The Brussels-based Rezidor Hotel group said the assailants had “locked in” 140 guests and 30 employees.
Malian army commander Modibo Nama Traore said 10 gunmen stormed the hotel Friday morning shouting “Allahu Akbar” or “God is great” in Arabic before firing on the guards and taking hostages.
Automatic weapons fire could be heard from outside the 190-room hotel in the city-center, where security forces have set up a security cordon, an AFP journalist said.
Security sources said the gunmen were “jihadists” who had entered the hotel compound in a car that had diplomatic plates.
“It’s all happening on the seventh floor, jihadists are firing in the corridor,” one security source told AFP.
Malian soldiers, police and special forces were on the scene as a security perimeter was set up, along with members of the UN’s Minusma peacekeeping force in Mali and the French troops fighting jihadists in west Africa under Operation Barkhane.
The Rezidor Hotel Group, the US-based parent company of Radisson Blu, said two people were holding 170 people hostage.
The company said it was “aware of the hostage-taking that is ongoing at the property today, 20th November 2015. As per our information two persons have locked in 140 guests and 30 employees.”
It added in a statement: “Our safety and security teams and our corporate team are in constant contact with the local authorities in order offer any support possible to reinstate safety and security at the hotel.”
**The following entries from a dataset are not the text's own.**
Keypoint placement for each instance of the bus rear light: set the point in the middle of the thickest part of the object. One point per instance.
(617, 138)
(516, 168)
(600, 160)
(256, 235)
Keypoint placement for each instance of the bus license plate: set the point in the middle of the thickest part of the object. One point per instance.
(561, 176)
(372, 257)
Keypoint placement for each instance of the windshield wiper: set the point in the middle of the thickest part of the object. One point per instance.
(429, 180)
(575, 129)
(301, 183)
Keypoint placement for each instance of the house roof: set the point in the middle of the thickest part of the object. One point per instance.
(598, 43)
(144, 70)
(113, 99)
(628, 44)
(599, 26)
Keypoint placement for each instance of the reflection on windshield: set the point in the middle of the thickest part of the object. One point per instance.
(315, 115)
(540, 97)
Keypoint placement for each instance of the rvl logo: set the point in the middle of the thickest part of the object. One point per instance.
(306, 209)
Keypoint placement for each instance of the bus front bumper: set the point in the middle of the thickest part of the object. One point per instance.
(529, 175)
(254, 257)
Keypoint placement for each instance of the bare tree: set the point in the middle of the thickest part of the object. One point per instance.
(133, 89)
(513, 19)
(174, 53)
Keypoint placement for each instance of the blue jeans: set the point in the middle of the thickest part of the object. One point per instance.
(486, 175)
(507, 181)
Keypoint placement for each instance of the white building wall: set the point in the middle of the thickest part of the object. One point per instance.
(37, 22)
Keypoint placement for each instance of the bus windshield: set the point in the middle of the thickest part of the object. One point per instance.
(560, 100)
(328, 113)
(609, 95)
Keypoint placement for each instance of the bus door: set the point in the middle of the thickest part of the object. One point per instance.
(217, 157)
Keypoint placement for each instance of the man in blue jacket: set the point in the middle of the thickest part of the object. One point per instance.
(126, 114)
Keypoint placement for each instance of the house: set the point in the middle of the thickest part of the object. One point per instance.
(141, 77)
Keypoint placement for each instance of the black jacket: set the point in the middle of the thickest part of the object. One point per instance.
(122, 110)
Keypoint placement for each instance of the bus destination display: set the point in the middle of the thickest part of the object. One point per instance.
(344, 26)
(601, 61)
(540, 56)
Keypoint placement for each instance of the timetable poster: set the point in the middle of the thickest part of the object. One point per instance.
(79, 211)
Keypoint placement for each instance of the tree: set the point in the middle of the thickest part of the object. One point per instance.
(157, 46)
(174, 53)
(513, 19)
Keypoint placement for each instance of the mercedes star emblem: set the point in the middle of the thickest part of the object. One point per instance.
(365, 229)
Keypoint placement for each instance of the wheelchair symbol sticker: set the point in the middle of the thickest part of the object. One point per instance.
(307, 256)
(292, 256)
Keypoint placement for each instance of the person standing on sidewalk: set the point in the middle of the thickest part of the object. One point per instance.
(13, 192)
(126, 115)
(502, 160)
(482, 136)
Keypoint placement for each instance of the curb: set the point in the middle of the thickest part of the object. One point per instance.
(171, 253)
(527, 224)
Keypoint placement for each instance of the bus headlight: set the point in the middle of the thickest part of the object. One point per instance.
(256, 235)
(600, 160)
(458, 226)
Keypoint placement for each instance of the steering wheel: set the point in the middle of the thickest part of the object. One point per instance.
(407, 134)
The US and French embassies asked their citizens to take shelter where they are in Bamako.
Attacks despite peace deal
The shooting at the Radisson follows a nearly 24-hour siege and hostage-taking at another hotel in August in the central Malian town of Sevare in which five UN workers were killed, along with four soldiers and four attackers.
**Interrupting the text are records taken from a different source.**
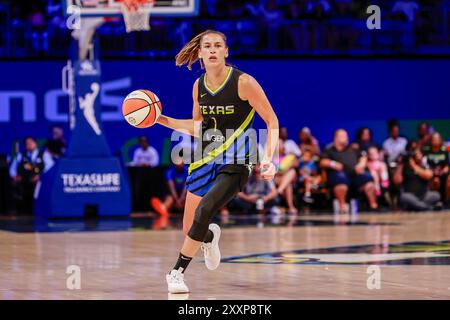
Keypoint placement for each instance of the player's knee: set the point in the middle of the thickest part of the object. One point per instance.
(203, 213)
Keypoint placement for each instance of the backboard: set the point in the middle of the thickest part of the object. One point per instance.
(111, 8)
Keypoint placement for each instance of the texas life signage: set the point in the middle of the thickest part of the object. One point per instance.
(88, 176)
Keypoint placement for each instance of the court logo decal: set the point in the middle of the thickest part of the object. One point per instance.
(408, 253)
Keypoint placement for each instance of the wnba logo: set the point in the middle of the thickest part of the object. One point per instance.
(233, 147)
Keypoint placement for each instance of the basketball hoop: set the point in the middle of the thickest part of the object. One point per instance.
(136, 14)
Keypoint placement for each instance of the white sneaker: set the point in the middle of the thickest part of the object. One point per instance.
(175, 282)
(211, 250)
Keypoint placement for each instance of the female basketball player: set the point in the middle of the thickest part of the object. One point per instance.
(224, 99)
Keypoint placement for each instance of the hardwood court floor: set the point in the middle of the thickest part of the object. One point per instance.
(133, 264)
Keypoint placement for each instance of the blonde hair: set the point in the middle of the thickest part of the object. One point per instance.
(189, 54)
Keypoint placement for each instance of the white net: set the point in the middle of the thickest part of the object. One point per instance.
(136, 17)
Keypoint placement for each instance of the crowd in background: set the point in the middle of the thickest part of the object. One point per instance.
(255, 27)
(343, 176)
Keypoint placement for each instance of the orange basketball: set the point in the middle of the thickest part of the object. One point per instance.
(141, 108)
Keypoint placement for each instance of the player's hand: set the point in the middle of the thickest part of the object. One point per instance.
(268, 170)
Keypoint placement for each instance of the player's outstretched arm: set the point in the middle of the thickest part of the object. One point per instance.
(249, 89)
(190, 126)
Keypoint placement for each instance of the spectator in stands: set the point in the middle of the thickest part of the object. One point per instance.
(346, 168)
(56, 146)
(39, 34)
(258, 195)
(378, 170)
(438, 161)
(25, 171)
(290, 147)
(145, 155)
(308, 142)
(363, 140)
(424, 131)
(318, 9)
(285, 164)
(414, 175)
(395, 145)
(306, 173)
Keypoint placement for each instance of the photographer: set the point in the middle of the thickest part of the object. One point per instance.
(413, 175)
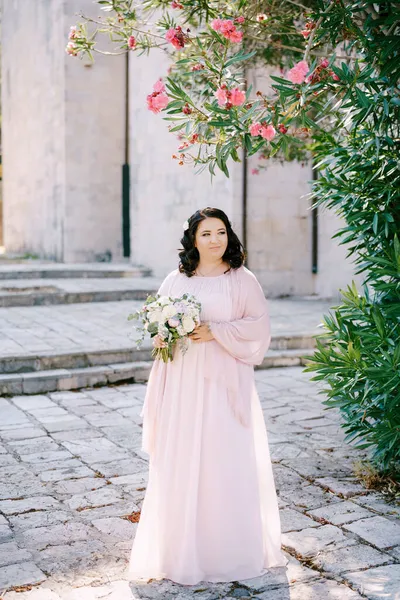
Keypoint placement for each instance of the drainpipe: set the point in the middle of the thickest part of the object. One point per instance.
(126, 226)
(314, 230)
Five people, including a French citizen and a Belgian, were also killed in an attack at a restaurant in Bamako in March in the first such incident in the capital.
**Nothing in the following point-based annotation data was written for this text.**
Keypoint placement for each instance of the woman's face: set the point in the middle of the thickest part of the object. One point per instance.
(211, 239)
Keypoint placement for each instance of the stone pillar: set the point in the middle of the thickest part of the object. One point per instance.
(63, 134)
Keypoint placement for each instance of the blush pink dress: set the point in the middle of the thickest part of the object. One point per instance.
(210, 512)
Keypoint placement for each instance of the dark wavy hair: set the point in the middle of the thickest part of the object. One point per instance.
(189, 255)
Islamist groups have continued to wage attacks in Mali despite a June peace deal between former Tuareg rebels in the north of the country and rival pro-government armed groups.
Northern Mali fell in March-April 2012 to al-Qaida-linked jihadist groups long concentrated in the area before being ousted by an ongoing French-led military operation launched in January 2013.
Despite the peace deal, large swathes of Mali remain beyond the control of government and foreign forces.
The website of the Radisson Blu in Bamako says it offers “upscale lodging close to many government offices and business sites”, serving as “one of the city’s most popular conference venues” with “a stunning 508-square-metre ballroom and meeting rooms.”
Radisson Blu, an upscale brand of the Radisson hotel chain, has more than 230 luxury hotels and resorts worldwide.